三菱UFJフィナンシャル・グループ(MUFG)と米国Googleは、リテール領域で戦略的提携に合意したと5月7日に発表した。「Google Cloud」が提供するAI・クラウド基盤を活用して、AIエージェントが商品選択・購買から決済に至る一連のプロセスを自律的に支援する「Agentic Commerce」および「Agentic Payments」を国内で早期に実現することをめざす。
MUFGはGoogle Cloud上に次世代決済インフラを構築し、AIエージェントが日常の購買や支払い、各種手続きの意思決定プロセスを支援する「自律型金融」の実現をめざす。デジタルチャネルに加えて店舗やリモート相談などのリアルな接点とも融合し、チャネルを横断してAIエージェントが状況を理解・支援することで一貫した安心感と利便性を提供する。
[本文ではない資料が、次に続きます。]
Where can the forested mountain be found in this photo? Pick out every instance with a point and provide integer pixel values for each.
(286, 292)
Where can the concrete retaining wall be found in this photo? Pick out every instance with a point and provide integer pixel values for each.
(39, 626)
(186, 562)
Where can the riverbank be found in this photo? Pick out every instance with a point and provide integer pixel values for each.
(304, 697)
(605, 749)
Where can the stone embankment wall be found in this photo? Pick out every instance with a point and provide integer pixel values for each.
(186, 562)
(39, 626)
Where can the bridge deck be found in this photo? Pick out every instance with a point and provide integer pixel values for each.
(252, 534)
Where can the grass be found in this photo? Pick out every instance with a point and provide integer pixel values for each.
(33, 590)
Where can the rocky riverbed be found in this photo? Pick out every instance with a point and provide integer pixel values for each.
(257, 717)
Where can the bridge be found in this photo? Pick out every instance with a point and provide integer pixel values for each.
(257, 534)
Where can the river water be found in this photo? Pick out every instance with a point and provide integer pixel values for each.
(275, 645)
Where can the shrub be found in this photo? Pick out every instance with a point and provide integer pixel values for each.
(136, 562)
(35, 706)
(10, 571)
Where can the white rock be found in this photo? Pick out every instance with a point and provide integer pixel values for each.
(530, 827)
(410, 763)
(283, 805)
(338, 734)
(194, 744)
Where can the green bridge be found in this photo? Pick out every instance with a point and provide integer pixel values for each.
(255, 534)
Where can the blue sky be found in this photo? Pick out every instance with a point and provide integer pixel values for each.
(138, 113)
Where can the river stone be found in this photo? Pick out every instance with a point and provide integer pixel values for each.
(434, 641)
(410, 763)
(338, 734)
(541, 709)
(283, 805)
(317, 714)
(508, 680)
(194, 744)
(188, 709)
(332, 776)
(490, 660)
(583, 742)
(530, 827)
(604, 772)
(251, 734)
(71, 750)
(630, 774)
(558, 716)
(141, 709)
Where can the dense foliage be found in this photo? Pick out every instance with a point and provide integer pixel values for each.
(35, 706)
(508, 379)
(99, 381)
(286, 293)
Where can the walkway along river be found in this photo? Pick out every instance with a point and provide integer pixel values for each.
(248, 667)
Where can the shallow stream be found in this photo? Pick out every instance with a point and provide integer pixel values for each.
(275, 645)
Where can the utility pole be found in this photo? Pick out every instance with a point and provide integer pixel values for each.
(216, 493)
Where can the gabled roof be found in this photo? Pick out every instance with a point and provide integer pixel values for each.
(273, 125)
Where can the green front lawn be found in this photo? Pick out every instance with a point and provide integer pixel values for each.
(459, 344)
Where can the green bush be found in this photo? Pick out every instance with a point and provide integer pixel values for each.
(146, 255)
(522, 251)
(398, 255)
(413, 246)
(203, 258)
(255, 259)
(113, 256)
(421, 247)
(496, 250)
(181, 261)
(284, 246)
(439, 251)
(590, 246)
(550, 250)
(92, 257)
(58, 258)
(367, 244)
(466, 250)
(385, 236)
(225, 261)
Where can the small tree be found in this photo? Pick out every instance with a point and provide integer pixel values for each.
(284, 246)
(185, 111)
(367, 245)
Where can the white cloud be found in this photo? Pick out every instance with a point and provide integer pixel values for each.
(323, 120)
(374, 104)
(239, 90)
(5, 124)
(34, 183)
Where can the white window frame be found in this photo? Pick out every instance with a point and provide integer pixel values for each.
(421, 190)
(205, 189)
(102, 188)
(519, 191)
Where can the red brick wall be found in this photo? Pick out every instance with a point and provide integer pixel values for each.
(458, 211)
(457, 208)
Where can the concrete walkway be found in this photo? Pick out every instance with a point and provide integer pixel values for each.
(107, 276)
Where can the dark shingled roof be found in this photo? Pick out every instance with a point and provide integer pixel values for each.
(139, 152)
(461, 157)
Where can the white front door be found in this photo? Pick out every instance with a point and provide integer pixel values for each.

Google CloudのAIを活用したデータ分析、施策立案、効果検証を通じてデータ・マーケティングを高度化し、パーソナライズした顧客体験設計で日常の体験価値を向上する。マーケティングのPDCA(計画・実行・評価・改善)サイクルも高速化し、両社のサービスやプロダクトを利用する顧客にシームレスで最適化された新たな価値や体験を提供する。
両社のサービスで日常に金融が自然に溶け込む顧客体験を設計する。MUFGサービス申込者に「YouTube Premium」3カ月無料プランを提供。ウェアラブル端末「Google Fitbit」を提供し、資産管理「Moneytreeアプリ」にヘルスケア機能を実装する予定。AI搭載の3Dビデオ会議システム「HP Dimension with Google Beam」で手続きや相談の顧客体験を向上する。